The unincorporated community of Salem was located where G.R.A.C.E.’s Marina is today on the shores of Lake Mitchell.

The original inhabitants of Salem would have been the Creek Indians. The first settlers arrived from 1829-1837.

“In the 1830s, we just had an influx of settlers from other states like the Carolinas, Georgia and down from Tennessee, a flood of people coming into the area,” Pinkard said.

Back then, the area was a part of Autauga County because Baker County (the original name of Chilton County) had not yet been formed.

Pinkard said land near the rivers was a good place to live for fresh drinking water, food, power for mills and transportation.

“The river provided the only sort of highway,” Pinkard said.

She said boats were used to transport people and supplies long before the railroads were built in 1870. Once the railroads were established, people began to move away from the banks of the rivers to more interior locations, creating Jemison and other towns.

Sawmills were also established in Salem. Back then, sawmills were designed to be portable to go from worksite to worksite, Pinkard said. One Chilton County sawmilling family was the Drivers. Pinkard recounted how Nick and Corb Driver served in World War II in the pioneer brigade creating roads and camouflage for troops in France. Pinkard showed the audience copies of the men’s draft paperwork and some of their records. The men had been born in Verbena.

The oldest written reference Pinkard has found to the area of Salem is the 1829 minutes of the Unity Baptist Association.

Establishing a church was important to the early settlers. Salem Baptist Church was accepted into the Unity Baptist Association in 1890, yet Pinkard believes the congregation was meeting for about 60 years prior to this as a church not affiliated with any denomination.

Pinkard showed a copy of the deed where the church purchased two acres from the Calloways for $5 in 1899. The church and a graveyard were located on the property.

“The Calloway family had been in this area,” Pinkard said. “They patented their land from the federal government in the 1830s.”

“This deed specifically mentions a graveyard, so we know the church had been around long enough to establish a cemetery,” Pinkard said.

The church became a focus of activity for the area through its singing society and the annual singings held on the fourth Saturday each May.

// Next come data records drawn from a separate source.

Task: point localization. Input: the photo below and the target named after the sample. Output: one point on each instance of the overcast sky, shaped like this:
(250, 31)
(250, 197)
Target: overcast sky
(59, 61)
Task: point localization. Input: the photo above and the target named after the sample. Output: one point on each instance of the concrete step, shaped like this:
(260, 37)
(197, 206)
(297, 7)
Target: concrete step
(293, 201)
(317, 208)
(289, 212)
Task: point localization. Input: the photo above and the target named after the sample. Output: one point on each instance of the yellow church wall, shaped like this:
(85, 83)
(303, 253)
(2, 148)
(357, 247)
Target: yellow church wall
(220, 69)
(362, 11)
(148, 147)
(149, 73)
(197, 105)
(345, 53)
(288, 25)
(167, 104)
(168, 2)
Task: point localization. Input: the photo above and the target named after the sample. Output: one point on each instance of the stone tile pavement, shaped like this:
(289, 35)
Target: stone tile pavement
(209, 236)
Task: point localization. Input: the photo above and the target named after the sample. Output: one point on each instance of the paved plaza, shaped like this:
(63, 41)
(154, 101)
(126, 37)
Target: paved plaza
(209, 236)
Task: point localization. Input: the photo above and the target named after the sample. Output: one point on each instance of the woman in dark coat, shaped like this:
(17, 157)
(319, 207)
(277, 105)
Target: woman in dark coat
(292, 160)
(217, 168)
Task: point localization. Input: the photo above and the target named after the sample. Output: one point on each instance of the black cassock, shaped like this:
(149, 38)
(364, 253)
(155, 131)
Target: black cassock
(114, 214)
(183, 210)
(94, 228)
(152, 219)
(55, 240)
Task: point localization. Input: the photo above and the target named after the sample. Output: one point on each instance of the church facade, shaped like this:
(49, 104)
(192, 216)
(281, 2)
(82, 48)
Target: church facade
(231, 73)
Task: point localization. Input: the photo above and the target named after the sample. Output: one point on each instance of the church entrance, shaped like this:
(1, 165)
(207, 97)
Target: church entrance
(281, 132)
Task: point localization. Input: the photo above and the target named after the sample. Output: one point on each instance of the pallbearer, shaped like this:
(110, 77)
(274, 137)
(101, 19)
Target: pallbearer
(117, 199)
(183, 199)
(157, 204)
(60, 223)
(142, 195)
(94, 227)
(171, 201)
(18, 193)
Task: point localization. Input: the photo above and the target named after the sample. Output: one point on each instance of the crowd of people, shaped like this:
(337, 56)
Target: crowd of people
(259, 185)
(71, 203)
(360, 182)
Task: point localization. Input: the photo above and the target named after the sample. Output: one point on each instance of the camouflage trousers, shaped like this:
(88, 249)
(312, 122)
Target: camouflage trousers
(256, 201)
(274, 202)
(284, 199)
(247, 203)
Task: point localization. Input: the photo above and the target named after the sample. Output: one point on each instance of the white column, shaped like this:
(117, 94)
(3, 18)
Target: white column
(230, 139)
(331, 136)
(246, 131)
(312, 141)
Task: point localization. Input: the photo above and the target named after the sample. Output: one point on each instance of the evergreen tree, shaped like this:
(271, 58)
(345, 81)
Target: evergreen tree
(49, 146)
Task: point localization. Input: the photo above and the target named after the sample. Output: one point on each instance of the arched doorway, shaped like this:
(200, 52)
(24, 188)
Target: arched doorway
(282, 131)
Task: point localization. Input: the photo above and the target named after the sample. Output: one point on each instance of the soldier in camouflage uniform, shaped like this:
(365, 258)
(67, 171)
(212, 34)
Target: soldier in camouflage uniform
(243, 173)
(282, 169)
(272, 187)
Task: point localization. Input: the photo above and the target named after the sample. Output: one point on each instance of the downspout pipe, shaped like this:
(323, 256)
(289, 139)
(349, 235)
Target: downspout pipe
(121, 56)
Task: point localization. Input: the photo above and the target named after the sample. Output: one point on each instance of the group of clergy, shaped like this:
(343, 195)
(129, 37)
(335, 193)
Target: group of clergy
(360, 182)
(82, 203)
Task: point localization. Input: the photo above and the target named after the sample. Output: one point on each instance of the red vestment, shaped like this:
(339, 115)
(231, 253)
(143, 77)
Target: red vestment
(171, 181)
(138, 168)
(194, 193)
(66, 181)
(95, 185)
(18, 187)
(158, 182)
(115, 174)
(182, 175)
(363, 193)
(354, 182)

“It really became a homecoming,” Pinkard said.

People from all over the county who had ties to Salem would attend the event.

When Mitchell Dam was in the planning stages, the Alabama Power company purchased the land from the church.

After Mitchell Dam was established and the river flooded, most of Salem was under water.

“I took this title for this talk from the …  article that was published in the Union-Banner in 1921 called, ‘Abandoning a community,’” Pinkard said. “It discusses how Salem was going to be inundated by the back water from the dam.”

The article also announced that the church had sold its land and how individual families were also going to have to move.

“It specifically says that Salem is one of the oldest communities in Chilton County,” Pinkard said.

The Alabama Power Archives has preserved the letters in which what to do about the cemetery was discussed. Pinkard said ideas included moving the graves or elevating a portion of the land to keep the cemetery from flooding.

This second idea was the plan the power company followed.

“These graves, many of had been there for a long time, and they were not buried in cement vaults,” Pinkard said. “They were just in pine coffins and buried in the ground.”

An article in the Union-Banner addressed this issue at the time. Family members were also not in favor of the cemetery being moved.

The May Singings that had become so popular were continued at Providence Church.